Within national politics, suspicions of embezzlement, funds diversions, and corruption of governors from different states of the Republic have become an unfortunate habit regardless of their political party. Moreover, over the course of time, upon terminating their public responsibilities, many of these suspicions have been confirmed through legal proceedings against them.

Only in the last year, and after leaving political power, the public discussion has had former governors of whom there is evidence of corruption as protagonists. They are Guillermo Padrés, from Sonora, of conservative National Action Party (PAN), as well as militants of ruling Institutional Revolutionary Party (PRI) Javier Duarte, from Veracruz; César Duarte, from Chihuahua, and Roberto Borge, from Quintana Roo. Of these, the conservative National Action Party (PAN) member and the first Duarte have faced justice in recent months.

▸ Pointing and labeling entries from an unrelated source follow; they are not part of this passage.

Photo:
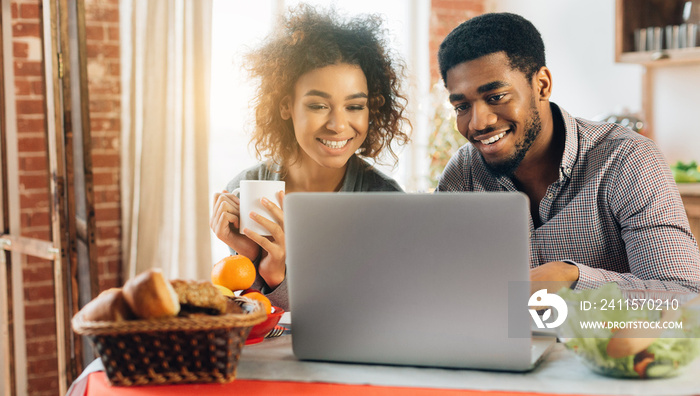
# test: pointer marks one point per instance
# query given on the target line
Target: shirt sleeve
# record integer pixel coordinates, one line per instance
(661, 250)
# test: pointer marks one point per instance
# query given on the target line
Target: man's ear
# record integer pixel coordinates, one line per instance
(542, 82)
(286, 108)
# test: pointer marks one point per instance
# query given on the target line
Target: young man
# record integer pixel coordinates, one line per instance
(603, 204)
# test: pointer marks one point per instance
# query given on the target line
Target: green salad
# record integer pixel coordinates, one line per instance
(663, 357)
(685, 172)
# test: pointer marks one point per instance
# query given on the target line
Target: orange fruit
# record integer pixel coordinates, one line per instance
(224, 290)
(234, 273)
(260, 297)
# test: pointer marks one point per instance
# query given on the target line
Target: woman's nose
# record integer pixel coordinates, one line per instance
(337, 121)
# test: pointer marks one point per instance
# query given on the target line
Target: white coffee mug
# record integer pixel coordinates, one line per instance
(251, 192)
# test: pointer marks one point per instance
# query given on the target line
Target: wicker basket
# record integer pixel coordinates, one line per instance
(174, 350)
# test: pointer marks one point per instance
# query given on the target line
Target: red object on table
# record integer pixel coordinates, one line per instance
(98, 385)
(260, 330)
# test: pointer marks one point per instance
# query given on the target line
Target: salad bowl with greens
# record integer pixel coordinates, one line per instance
(626, 343)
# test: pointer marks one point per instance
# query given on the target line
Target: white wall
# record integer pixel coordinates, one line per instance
(579, 39)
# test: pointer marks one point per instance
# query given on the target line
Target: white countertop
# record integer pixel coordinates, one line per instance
(560, 372)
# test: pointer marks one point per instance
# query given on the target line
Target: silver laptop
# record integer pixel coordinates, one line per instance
(438, 280)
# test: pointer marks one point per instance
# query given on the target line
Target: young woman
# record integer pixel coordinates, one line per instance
(328, 94)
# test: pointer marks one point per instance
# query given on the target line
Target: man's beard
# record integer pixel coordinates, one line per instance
(508, 166)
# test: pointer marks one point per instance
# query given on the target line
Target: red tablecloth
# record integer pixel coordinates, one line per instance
(98, 385)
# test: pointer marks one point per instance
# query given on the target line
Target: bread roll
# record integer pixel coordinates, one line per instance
(199, 296)
(150, 296)
(108, 306)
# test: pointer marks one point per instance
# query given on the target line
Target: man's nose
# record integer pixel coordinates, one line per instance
(337, 121)
(481, 117)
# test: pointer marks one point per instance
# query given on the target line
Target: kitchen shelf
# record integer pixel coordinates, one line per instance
(662, 58)
(638, 14)
(631, 15)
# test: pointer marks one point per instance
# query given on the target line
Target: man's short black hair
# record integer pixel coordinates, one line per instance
(491, 33)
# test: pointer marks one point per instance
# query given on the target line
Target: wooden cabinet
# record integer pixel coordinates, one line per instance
(631, 15)
(690, 193)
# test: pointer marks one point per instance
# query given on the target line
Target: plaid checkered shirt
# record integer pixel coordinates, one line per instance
(615, 211)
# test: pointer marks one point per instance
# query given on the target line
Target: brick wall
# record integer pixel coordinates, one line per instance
(103, 63)
(102, 31)
(445, 15)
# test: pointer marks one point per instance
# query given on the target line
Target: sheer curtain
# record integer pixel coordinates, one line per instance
(166, 50)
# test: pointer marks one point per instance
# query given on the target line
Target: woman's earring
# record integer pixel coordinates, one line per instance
(285, 112)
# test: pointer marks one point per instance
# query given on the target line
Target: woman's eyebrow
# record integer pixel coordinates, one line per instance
(356, 96)
(315, 92)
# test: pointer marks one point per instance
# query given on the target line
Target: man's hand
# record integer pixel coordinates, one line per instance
(553, 276)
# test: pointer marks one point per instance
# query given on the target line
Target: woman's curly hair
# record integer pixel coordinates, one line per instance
(309, 40)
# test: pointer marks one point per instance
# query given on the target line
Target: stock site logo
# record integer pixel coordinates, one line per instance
(543, 299)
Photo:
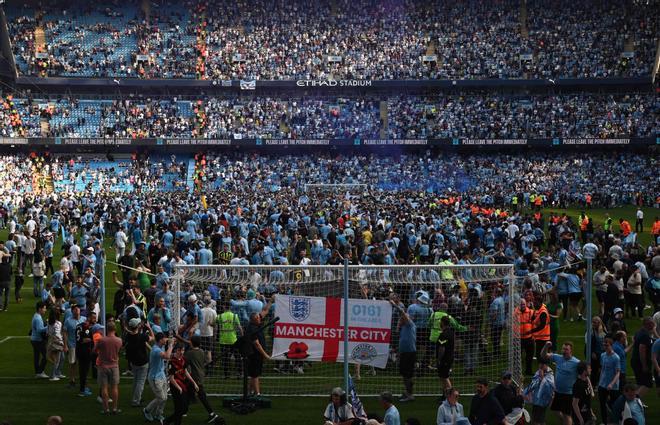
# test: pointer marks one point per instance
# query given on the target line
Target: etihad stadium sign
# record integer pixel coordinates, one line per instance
(334, 83)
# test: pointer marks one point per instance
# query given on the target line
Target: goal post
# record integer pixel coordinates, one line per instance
(463, 291)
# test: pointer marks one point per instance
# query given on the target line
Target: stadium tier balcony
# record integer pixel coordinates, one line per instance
(342, 39)
(412, 117)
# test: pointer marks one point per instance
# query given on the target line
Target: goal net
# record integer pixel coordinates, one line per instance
(465, 292)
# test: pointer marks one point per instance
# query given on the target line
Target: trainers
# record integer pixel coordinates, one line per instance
(147, 415)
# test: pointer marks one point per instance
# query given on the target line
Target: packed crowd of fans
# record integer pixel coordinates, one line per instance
(540, 116)
(469, 115)
(338, 39)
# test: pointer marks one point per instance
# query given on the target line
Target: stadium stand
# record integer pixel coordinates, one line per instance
(343, 39)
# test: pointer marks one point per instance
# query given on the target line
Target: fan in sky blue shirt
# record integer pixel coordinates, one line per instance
(407, 338)
(420, 315)
(38, 328)
(156, 363)
(70, 325)
(497, 311)
(566, 373)
(392, 416)
(168, 239)
(137, 236)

Roberto Borge is the most recent member to join this select group. He was captured last Sunday, June 4 in Panama when he was about to catch a plane to Europe. In the meantime, Mexicans continue to witness a parade of state leaders who, during their government, exercise absolute and unilateral power in the territory that they should manage, and do so generally without counterweights of other powers and subduing critical press.

The Chief Audit Office (ASF), on a recurring basis, publishes its findings on the misuse of public money by the authorities in each of the country's entities. However, many of these indications go without consequences due to the institutional inability to process so many irregularities, as well as the lack of political will to proceed through legal channels. It's a story that never ends.

In any case, what should be pointed out is the way in which governors have public resources under their tutelage and the lack of legal and institutional controls, both within the state as well as the Federation, to avoid abuse. The governor of Quintana Roo, Carlos Joaquín González, expressed the need to recover the state-owned lands that were sold by his predecessor.

But we must go further. If there are so many former governors parading for corruption whose performance in power is suspicious; if many of them diverted public funds from questionable legal figures and if they did business under the cover power, it is worth asking: what is the role played by local powers like the Legislative and the Judiciary?

Moreover, what controls are there today to ensure that those who are in the state power do not damage the patrimony that was entrusted to them at the polls? Beyond the ASF, who is watching the current governors to avoid further corruption scandals when they leave office?